The relationship between religion and politics has long fascinated me. I am especially interested in normative and theoretical questions, particularly those that arise when considering that relationship as experienced in a pluralist liberal society. How should religion and politics relate to one another in a pluralist democracy? How ought religious believers to conduct themselves in public political life? Is it possible for believers of different faiths (and those professing no faith) to cooperate in the public sphere? How? Must they set their religious convictions aside in order to cooperate effectively? Some scholars, such as John Rawls, have argued that they should, at least in some situations. If not, what might the interaction among those of various traditions look like, and how can dialogue be conducted in a way that respects all parties?

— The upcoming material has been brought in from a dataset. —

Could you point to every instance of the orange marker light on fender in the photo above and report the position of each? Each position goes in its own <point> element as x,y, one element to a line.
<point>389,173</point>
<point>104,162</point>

I am convinced that religious convictions often form a critical part of a person’s political attitudes as well as his or her identity; they cannot easily be set aside when entering the realm of politics and political dialogue. Nor am I convinced that they should be; asking citizens to set aside their religious convictions as the price of admission to the political arena is asking them to be less than who they fully are if they want to participate. But if citizens bring their religious convictions with them when they come to the table of political dialogue, how can they work effectively with those who do not share their faith? Is it possible for citizens in a pluralist society to bring their deepest convictions into political life while still showing respect for those of other traditions? Can they even communicate meaningfully?
This question has a personal dimension for me, for two reasons. First, I am not of the same faith tradition as the rest of my family, so I fairly often find myself having to “translate” across traditions to avoid common misunderstandings. Second, I have spent significant time living in a society outside the United States that is likewise characterized by substantial pluralism (Uganda). That experience, combined with the observation that religiously motivated politics is not going to disappear from public life anytime soon, fuels my interest in finding ways to improve communication and (hopefully!) generate common ground between citizens of different traditions.
I first began trying to sort out these questions in my dissertation which, though it involved substantial historical research, was primarily a theoretical work drawing on the writings of philosophers and legal scholars (principally John Rawls, Michael J. Perry, Kent Greenawalt, Robert Audi, and Thomas Kuhn). In the years since, I have shifted toward more explicitly theological concerns, with a focus on the practicalities involved in finding common ground between different faith traditions. (An example is a paper I presented on the Lutheran-Catholic Joint Declaration on the Doctrine of Justification.) Though I still wrestle with the same sorts of questions that began my career, I find myself casting the net wider in an attempt to answer them. My work has been well-received; it has generated substantial discussion at professional meetings (the Midwest Political Science Association, especially), and fellow scholars in the discipline have encouraged me to continue in the direction I’m moving.
This is a lightly edited version of the statement I submitted as part of my portfolio for tenure and promotion in October 2011.